Effect of Long-Lived Ground-State Diradicaloids on the Photophysics of Semiladder Thiophene-Based Polymer Aggregates for Organic Light-Emitting Transistor Applications

To fully utilize the immense potential of organic light-emitting transistors (OLETs), the mechanism of charge transfer in these devices needs to be better understood. The majority of prior studies have leaned toward understanding either organic light-emitting diodes (OLEDs) or organic field-effect transistors. Recently, there has been an interest in the use of open-shell structures, which have been reported to enhance the spin density that is delocalized along the planar π-conjugated backbone, ultimately affecting their charge transfer and the overall device performance efficiency. These structures tend to have low-lying triplets and small singlet–triplet energy gaps, which are favorable for charge and energy transfer for OLET applications. Open-shell diradicals have been reported to enhance the efficiency of OLEDs by offering intermolecular spin–spin interactions, which lead to σ-aggregation. This σ-aggregation eventually leads to the formation of σ-polymerization, affecting intermolecular stacking and charge transport, which has been useful for OLEDs.
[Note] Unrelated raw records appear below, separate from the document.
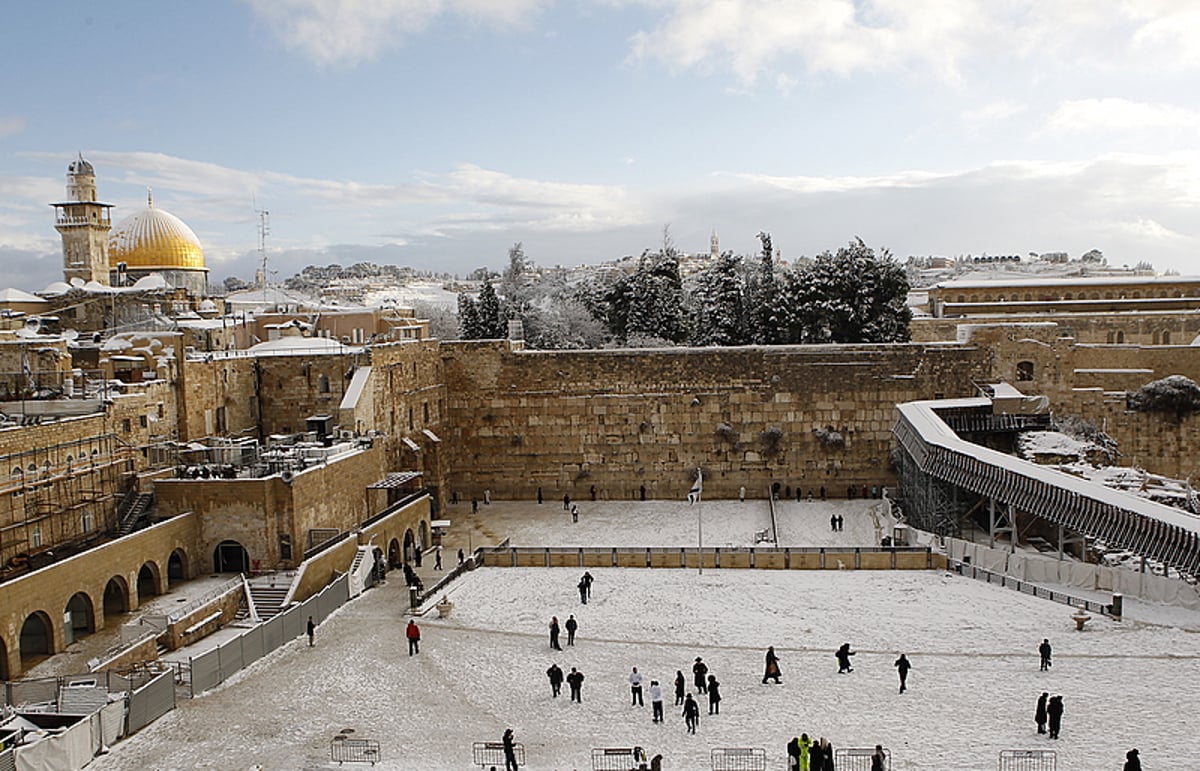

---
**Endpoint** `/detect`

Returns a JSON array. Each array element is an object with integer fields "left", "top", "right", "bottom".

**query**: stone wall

[
  {"left": 155, "top": 447, "right": 384, "bottom": 569},
  {"left": 442, "top": 342, "right": 991, "bottom": 498}
]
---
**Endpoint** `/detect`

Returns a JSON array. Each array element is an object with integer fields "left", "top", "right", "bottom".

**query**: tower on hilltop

[{"left": 50, "top": 155, "right": 113, "bottom": 286}]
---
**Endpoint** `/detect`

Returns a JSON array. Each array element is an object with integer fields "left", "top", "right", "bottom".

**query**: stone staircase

[
  {"left": 236, "top": 582, "right": 292, "bottom": 621},
  {"left": 116, "top": 492, "right": 154, "bottom": 537}
]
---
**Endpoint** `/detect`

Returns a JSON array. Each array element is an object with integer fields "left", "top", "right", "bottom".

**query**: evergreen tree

[
  {"left": 750, "top": 232, "right": 784, "bottom": 346},
  {"left": 458, "top": 292, "right": 484, "bottom": 340},
  {"left": 690, "top": 252, "right": 749, "bottom": 346},
  {"left": 479, "top": 279, "right": 509, "bottom": 340},
  {"left": 780, "top": 239, "right": 912, "bottom": 342}
]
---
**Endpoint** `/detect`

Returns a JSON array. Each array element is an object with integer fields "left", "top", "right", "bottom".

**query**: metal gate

[
  {"left": 1000, "top": 749, "right": 1058, "bottom": 771},
  {"left": 329, "top": 736, "right": 383, "bottom": 765},
  {"left": 712, "top": 747, "right": 767, "bottom": 771}
]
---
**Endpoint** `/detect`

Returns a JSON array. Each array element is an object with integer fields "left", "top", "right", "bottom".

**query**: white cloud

[
  {"left": 1046, "top": 98, "right": 1200, "bottom": 133},
  {"left": 629, "top": 0, "right": 1200, "bottom": 82},
  {"left": 0, "top": 116, "right": 25, "bottom": 139},
  {"left": 245, "top": 0, "right": 551, "bottom": 65}
]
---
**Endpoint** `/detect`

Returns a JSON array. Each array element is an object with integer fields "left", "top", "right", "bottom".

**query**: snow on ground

[{"left": 92, "top": 501, "right": 1200, "bottom": 771}]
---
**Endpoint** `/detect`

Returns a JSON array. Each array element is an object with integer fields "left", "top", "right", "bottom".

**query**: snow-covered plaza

[{"left": 87, "top": 501, "right": 1200, "bottom": 771}]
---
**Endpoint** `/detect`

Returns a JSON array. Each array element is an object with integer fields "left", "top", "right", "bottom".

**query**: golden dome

[{"left": 108, "top": 202, "right": 206, "bottom": 271}]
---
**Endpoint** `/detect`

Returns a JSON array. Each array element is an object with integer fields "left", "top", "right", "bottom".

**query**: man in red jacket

[{"left": 404, "top": 618, "right": 421, "bottom": 656}]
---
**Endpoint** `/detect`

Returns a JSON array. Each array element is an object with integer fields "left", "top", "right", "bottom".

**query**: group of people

[{"left": 550, "top": 614, "right": 580, "bottom": 651}]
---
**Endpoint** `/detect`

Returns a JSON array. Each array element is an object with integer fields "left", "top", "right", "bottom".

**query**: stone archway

[
  {"left": 62, "top": 592, "right": 96, "bottom": 645},
  {"left": 167, "top": 549, "right": 187, "bottom": 586},
  {"left": 20, "top": 610, "right": 54, "bottom": 669},
  {"left": 212, "top": 540, "right": 250, "bottom": 573},
  {"left": 138, "top": 562, "right": 162, "bottom": 605},
  {"left": 404, "top": 527, "right": 416, "bottom": 562},
  {"left": 104, "top": 575, "right": 130, "bottom": 626}
]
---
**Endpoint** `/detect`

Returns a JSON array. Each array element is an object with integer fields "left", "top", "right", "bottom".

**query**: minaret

[{"left": 50, "top": 155, "right": 113, "bottom": 286}]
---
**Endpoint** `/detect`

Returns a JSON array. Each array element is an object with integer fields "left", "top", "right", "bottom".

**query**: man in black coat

[
  {"left": 1046, "top": 697, "right": 1062, "bottom": 739},
  {"left": 546, "top": 664, "right": 563, "bottom": 699},
  {"left": 1038, "top": 639, "right": 1050, "bottom": 671},
  {"left": 691, "top": 656, "right": 708, "bottom": 693},
  {"left": 500, "top": 728, "right": 520, "bottom": 771},
  {"left": 894, "top": 653, "right": 912, "bottom": 693},
  {"left": 1033, "top": 692, "right": 1050, "bottom": 734},
  {"left": 566, "top": 667, "right": 583, "bottom": 704}
]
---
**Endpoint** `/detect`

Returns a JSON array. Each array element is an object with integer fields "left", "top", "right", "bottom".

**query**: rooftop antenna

[{"left": 254, "top": 202, "right": 271, "bottom": 295}]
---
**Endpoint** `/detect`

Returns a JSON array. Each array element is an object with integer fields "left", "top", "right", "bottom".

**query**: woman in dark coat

[
  {"left": 708, "top": 675, "right": 721, "bottom": 715},
  {"left": 762, "top": 645, "right": 779, "bottom": 686}
]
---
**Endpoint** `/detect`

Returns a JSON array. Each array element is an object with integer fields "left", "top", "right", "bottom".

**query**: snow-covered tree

[
  {"left": 780, "top": 239, "right": 912, "bottom": 342},
  {"left": 1126, "top": 375, "right": 1200, "bottom": 422},
  {"left": 689, "top": 252, "right": 750, "bottom": 346}
]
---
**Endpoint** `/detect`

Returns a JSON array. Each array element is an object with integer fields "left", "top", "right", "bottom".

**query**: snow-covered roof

[
  {"left": 896, "top": 398, "right": 1200, "bottom": 534},
  {"left": 934, "top": 276, "right": 1200, "bottom": 289}
]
However, it is unknown how diradical states affect the efficiency of OLETs. In this study, we utilize both linear and nonlinear spectroscopic techniques to probe the dynamics of diradical states in novel organic thiophene systems. We also utilize computational methods to probe the energies of the electronic states of the diradical systems investigated. For the furan-containing polymer system, we found the formation of long-lived zwitterions. We propose that the formed diradical character with a lifetime of 25 μs lowers the charge transport in the resonant structures, reducing charge transfer and negatively affecting the external quantum efficiency of the thiophene-based OLETs.